Esa misma noche salió de su casa para dirigirse a Plaza Independencia, donde acordó encontrarse con un antiguo compañero de trabajo de la Will L. Smith, quien por la mañana al reconocerlo y saludarlo en el transporte público, ofreció auxiliarle en la búsqueda de algún empleo al menos en calidad de eventual. Al dar vuelta en la esquina se cruzó con Graciela, vecina de la calle contigua y un par de años más joven que él, con la que el mayor de sus acercamientos había consistido en acudir presuroso a su vivienda, cuando la madre de ésta salió una mañana espantada soltando gritos de auxilio debido a que un perro callejero hacía destrozos en el solar de la misma y les resultaba tanto a ella como a su hija imposible interrumpirlo de tan espuria tarea. Raudo y acelerado se acercó hasta la señora llevando un palo de escoba entre sus manos, se dirigió de inmediato al solar y entabló una ventajosa pelea con el canino agresor. Recibió en recompensa los empalagosos abrazos de la señora y la mirada sincera y agradecida de la muchacha, la cual recordaba a menudo, y ocasionalmente volvía a contemplar cuando sus diligencias les permitían encontrarse en la calle, como estaba sucediendo de nuevo en ese momento.

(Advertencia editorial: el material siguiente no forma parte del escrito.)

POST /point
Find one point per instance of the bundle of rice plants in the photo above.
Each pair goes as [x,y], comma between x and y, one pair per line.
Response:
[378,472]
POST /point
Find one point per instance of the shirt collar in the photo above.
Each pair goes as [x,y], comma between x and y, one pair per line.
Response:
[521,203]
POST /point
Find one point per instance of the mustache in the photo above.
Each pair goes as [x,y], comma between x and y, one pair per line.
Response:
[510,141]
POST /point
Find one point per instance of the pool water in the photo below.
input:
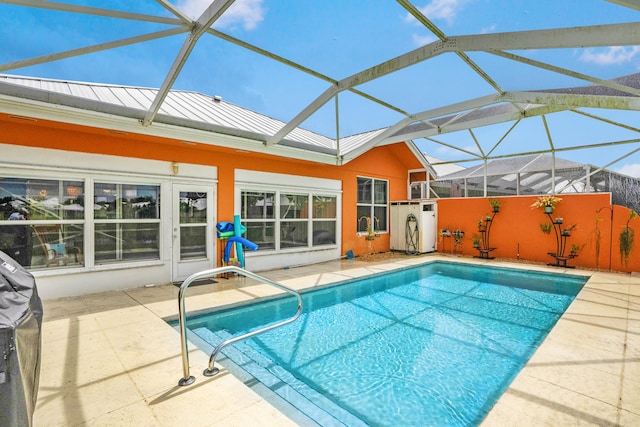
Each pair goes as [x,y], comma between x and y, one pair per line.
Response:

—Hola Mario, le escuchó pronunciar.
—Hola Gracielita. Respondió tartamudeando, y tras tragar saliva alcanzó
a escapar de su boca:
—¡Qué linda se ve usted hoy!
—Gracias Mario, buenas noches, contestó ella.
—Buenas noches tenga usted, replicó él.

Siguió caminando en sentido contrario y en dirección a su destino, metiendo las manos en los bolsillos de su pantalón, continuó la marcha pensando en ella con tal claridad que atinó a dibujar de improviso en su cabeza un verso que murmurante pronunció para no olvidar…

Usted sabe puede contar conmigo,
no hasta dos o hasta diez sino contar conmigo.